La confiance filiale.

La confiance filiale est éprouvée - elle se prouve - dans la tribulation. La difficulté principale concerne la prière de demande, pour soi ou pour les autres dans l'intercession. Certains cessent même de prier parce que, pensent-ils, leur demande n'est pas exaucée. Ici deux questions se posent Pourquoi pensons-nous que notre demande n'a pas été exaucée? Comment notre prière est-elle exaucée, « efficace »?

Pourquoi nous plaindre de ne pas être exaucés?

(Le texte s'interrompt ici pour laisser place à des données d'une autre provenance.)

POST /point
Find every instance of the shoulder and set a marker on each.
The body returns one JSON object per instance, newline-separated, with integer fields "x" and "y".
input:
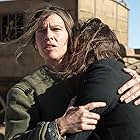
{"x": 106, "y": 64}
{"x": 35, "y": 83}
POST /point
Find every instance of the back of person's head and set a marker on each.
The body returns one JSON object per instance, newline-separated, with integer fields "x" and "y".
{"x": 93, "y": 41}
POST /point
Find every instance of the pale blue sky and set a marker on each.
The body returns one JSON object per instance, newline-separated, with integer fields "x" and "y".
{"x": 134, "y": 23}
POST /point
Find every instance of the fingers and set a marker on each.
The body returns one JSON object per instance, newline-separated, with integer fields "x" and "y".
{"x": 132, "y": 94}
{"x": 93, "y": 105}
{"x": 137, "y": 102}
{"x": 130, "y": 71}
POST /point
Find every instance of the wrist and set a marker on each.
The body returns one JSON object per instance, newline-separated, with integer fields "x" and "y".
{"x": 61, "y": 126}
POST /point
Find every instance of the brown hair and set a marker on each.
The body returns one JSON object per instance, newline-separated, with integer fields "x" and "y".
{"x": 93, "y": 41}
{"x": 35, "y": 17}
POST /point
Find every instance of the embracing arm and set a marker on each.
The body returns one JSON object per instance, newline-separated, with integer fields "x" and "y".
{"x": 100, "y": 83}
{"x": 20, "y": 124}
{"x": 23, "y": 120}
{"x": 130, "y": 91}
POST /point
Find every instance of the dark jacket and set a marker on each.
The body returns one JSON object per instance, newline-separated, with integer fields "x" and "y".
{"x": 119, "y": 121}
{"x": 35, "y": 103}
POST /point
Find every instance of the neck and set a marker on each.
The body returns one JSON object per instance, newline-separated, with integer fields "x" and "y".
{"x": 55, "y": 66}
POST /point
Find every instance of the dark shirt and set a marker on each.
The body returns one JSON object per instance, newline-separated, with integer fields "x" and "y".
{"x": 119, "y": 121}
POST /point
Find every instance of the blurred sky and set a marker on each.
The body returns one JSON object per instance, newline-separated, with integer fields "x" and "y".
{"x": 134, "y": 23}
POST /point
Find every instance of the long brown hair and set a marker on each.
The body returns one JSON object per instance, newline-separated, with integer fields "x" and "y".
{"x": 35, "y": 16}
{"x": 93, "y": 41}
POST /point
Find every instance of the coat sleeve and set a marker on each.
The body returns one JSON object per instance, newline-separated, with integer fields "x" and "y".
{"x": 18, "y": 119}
{"x": 100, "y": 83}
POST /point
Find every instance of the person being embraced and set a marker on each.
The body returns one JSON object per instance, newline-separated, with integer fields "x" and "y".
{"x": 38, "y": 106}
{"x": 100, "y": 67}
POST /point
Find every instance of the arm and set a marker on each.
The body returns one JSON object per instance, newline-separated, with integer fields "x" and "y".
{"x": 130, "y": 91}
{"x": 100, "y": 83}
{"x": 24, "y": 123}
{"x": 18, "y": 119}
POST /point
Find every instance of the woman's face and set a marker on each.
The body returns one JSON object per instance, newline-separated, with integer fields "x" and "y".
{"x": 52, "y": 39}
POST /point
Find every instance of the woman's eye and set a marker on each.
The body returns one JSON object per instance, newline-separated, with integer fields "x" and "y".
{"x": 41, "y": 30}
{"x": 56, "y": 29}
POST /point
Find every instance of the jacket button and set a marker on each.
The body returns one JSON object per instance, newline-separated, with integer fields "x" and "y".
{"x": 27, "y": 91}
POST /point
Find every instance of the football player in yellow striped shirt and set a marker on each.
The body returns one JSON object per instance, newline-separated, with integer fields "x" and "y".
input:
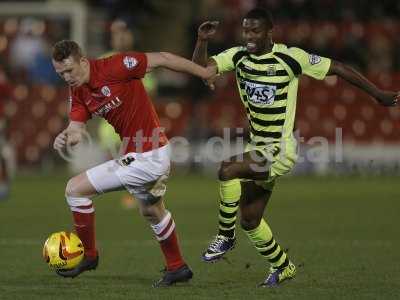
{"x": 267, "y": 76}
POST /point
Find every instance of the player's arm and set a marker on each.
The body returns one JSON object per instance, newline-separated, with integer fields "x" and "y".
{"x": 176, "y": 63}
{"x": 70, "y": 136}
{"x": 386, "y": 98}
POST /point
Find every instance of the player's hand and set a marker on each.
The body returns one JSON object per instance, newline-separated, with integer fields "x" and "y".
{"x": 212, "y": 77}
{"x": 60, "y": 141}
{"x": 388, "y": 98}
{"x": 207, "y": 30}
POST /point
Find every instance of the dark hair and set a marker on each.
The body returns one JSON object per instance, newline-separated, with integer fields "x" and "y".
{"x": 260, "y": 14}
{"x": 66, "y": 48}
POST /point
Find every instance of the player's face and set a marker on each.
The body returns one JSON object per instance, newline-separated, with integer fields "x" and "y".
{"x": 256, "y": 36}
{"x": 73, "y": 71}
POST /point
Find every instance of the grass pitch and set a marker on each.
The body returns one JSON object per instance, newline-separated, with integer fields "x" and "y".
{"x": 343, "y": 233}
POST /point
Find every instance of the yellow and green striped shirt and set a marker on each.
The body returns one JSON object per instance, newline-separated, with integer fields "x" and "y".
{"x": 268, "y": 86}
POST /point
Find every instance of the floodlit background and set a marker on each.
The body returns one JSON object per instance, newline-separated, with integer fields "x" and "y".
{"x": 337, "y": 211}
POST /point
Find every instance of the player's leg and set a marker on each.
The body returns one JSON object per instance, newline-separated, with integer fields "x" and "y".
{"x": 79, "y": 191}
{"x": 145, "y": 177}
{"x": 252, "y": 205}
{"x": 249, "y": 165}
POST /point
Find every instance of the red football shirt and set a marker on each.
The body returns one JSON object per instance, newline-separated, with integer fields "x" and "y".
{"x": 116, "y": 93}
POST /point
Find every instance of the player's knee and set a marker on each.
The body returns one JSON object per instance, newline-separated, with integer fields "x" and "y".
{"x": 226, "y": 172}
{"x": 249, "y": 221}
{"x": 72, "y": 188}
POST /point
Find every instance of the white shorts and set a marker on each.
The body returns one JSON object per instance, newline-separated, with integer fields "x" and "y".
{"x": 144, "y": 175}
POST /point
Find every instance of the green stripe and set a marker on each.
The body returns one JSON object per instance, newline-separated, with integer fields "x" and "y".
{"x": 268, "y": 61}
{"x": 265, "y": 134}
{"x": 291, "y": 62}
{"x": 265, "y": 123}
{"x": 276, "y": 258}
{"x": 264, "y": 110}
{"x": 270, "y": 251}
{"x": 239, "y": 55}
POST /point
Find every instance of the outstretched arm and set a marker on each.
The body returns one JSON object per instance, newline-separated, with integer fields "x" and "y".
{"x": 386, "y": 98}
{"x": 176, "y": 63}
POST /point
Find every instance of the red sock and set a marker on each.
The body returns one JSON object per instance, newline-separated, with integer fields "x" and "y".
{"x": 84, "y": 227}
{"x": 166, "y": 235}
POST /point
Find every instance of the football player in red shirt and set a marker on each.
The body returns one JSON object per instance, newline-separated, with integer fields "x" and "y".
{"x": 111, "y": 88}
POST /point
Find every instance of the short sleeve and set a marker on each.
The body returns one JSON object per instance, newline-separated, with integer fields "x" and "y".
{"x": 312, "y": 65}
{"x": 227, "y": 59}
{"x": 126, "y": 66}
{"x": 78, "y": 110}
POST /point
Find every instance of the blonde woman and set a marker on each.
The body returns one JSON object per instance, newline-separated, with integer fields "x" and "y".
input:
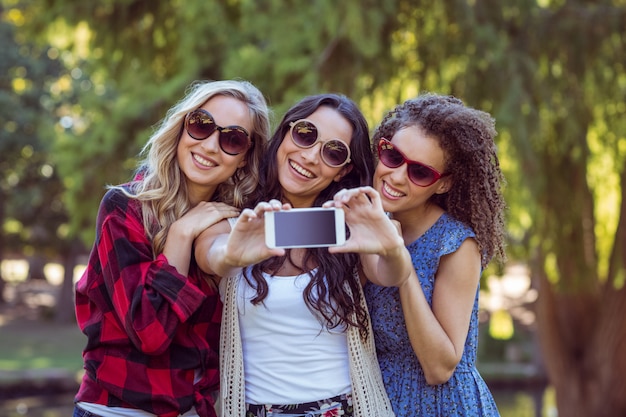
{"x": 151, "y": 316}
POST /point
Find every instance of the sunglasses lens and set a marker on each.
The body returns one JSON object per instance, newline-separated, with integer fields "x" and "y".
{"x": 233, "y": 140}
{"x": 200, "y": 124}
{"x": 335, "y": 153}
{"x": 304, "y": 134}
{"x": 421, "y": 175}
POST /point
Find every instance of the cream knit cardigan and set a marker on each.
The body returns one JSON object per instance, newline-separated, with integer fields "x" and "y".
{"x": 368, "y": 391}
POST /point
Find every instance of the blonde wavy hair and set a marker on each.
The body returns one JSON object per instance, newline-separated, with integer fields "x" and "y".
{"x": 160, "y": 186}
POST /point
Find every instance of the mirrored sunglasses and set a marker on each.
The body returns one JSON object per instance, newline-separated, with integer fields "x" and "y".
{"x": 233, "y": 140}
{"x": 419, "y": 174}
{"x": 335, "y": 152}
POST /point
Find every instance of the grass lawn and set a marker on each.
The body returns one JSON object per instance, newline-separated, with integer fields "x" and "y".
{"x": 28, "y": 344}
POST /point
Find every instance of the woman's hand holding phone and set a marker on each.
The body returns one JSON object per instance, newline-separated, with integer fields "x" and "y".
{"x": 371, "y": 230}
{"x": 246, "y": 241}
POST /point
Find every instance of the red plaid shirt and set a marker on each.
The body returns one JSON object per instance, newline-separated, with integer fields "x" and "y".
{"x": 149, "y": 328}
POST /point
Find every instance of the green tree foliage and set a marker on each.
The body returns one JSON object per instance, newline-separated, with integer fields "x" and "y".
{"x": 32, "y": 214}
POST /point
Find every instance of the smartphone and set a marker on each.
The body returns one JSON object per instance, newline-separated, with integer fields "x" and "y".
{"x": 305, "y": 228}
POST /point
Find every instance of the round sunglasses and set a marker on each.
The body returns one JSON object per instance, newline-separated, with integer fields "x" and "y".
{"x": 419, "y": 174}
{"x": 233, "y": 140}
{"x": 335, "y": 152}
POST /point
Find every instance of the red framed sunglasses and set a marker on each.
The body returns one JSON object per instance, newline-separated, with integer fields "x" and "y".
{"x": 233, "y": 140}
{"x": 419, "y": 174}
{"x": 335, "y": 152}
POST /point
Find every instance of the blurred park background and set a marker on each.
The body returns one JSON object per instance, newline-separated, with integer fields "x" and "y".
{"x": 82, "y": 83}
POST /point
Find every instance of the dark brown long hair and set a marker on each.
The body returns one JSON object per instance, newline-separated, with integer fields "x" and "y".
{"x": 333, "y": 294}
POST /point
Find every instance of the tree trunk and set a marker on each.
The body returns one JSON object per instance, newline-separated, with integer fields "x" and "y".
{"x": 586, "y": 370}
{"x": 65, "y": 300}
{"x": 2, "y": 245}
{"x": 36, "y": 264}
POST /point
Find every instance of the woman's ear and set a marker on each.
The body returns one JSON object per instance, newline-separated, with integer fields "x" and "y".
{"x": 344, "y": 171}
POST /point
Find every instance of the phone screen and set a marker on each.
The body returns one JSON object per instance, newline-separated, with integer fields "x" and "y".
{"x": 305, "y": 228}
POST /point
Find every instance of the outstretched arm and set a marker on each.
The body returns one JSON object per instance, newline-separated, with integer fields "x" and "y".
{"x": 385, "y": 259}
{"x": 438, "y": 334}
{"x": 223, "y": 252}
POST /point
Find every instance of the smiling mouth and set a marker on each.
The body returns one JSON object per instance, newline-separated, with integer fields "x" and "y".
{"x": 202, "y": 161}
{"x": 391, "y": 191}
{"x": 301, "y": 170}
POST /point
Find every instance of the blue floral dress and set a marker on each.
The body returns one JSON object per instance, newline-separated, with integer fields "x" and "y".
{"x": 466, "y": 393}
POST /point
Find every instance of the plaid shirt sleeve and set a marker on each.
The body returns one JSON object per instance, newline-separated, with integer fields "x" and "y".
{"x": 146, "y": 296}
{"x": 152, "y": 333}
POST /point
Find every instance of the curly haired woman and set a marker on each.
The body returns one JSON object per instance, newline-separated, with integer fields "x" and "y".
{"x": 438, "y": 178}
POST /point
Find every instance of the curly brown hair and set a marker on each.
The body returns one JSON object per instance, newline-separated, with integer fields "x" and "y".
{"x": 466, "y": 136}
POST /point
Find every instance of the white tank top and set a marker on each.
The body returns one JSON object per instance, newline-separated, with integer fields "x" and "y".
{"x": 288, "y": 356}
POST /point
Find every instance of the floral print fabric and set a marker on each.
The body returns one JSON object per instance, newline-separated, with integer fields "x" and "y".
{"x": 465, "y": 394}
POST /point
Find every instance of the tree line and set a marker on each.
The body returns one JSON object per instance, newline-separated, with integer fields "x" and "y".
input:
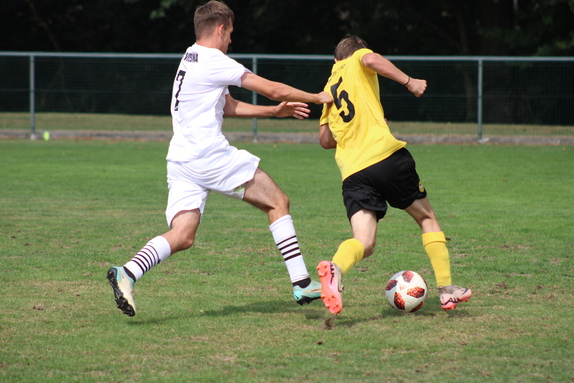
{"x": 391, "y": 27}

Une constatation devrait d'abord nous étonner. Quand nous louons Dieu ou Lui rendons grâces pour ses bienfaits en général, nous ne sommes guère inquiets de savoir Si notre prière Lui est agréable. En revanche, nous exigeons de voir le résultat de notre demande. Quelle est donc l'image de Dieu qui motive notre prière un moyen à utiliser ou le Père de notre Seigneur Jésus-Christ? Sommes-nous convaincus que « nous ne savons que demander pour prier comme il faut » (Rm 8, 26)? Demandons-nous à Dieu « les biens convenables »? Notre Père sait bien ce qu'il nous faut, avant que nous le Lui demandions, mais Il attend notre demande parce que la dignité de ses enfants est dans leur liberté. Or il faut prier avec son Esprit de liberté, pour pouvoir connaître en vérité son désir. Vous ne possédez pas parce que vous ne demandez pas. Vous demandez et ne recevez pas parce que vous demandez mal, afin de dépenser pour vos passions » (Jc 4, 2-3). Si nous demandons avec un coeur partagé, « adultère » (Jc 4, 4), Dieu ne peut nous exaucer, car Il veut notre bien, notre vie. « Pensez-vous que l'Écriture dise en vain Il désire avec jalousie l'Esprit qu'Il a mis en vous? » (Jc 4,5.) Notre Dieu est «jaloux » de nous, ce qui est le signe de la vérité de son amour. Entrons dans le désir de son Esprit et nous serons exauces. Ne t'afflige pas si tu ne reçois pas immédiatement de Dieu ce que tu Lui demandes; c'est qu'Il veut te faire plus de bien encore par ta persévérance à demeurer avec Lui dans la prière1. Il veut que notre désir s'éprouve dans la prière. Ainsi, Il nous dispose à recevoir ce qu'Il est prêt à nous donner.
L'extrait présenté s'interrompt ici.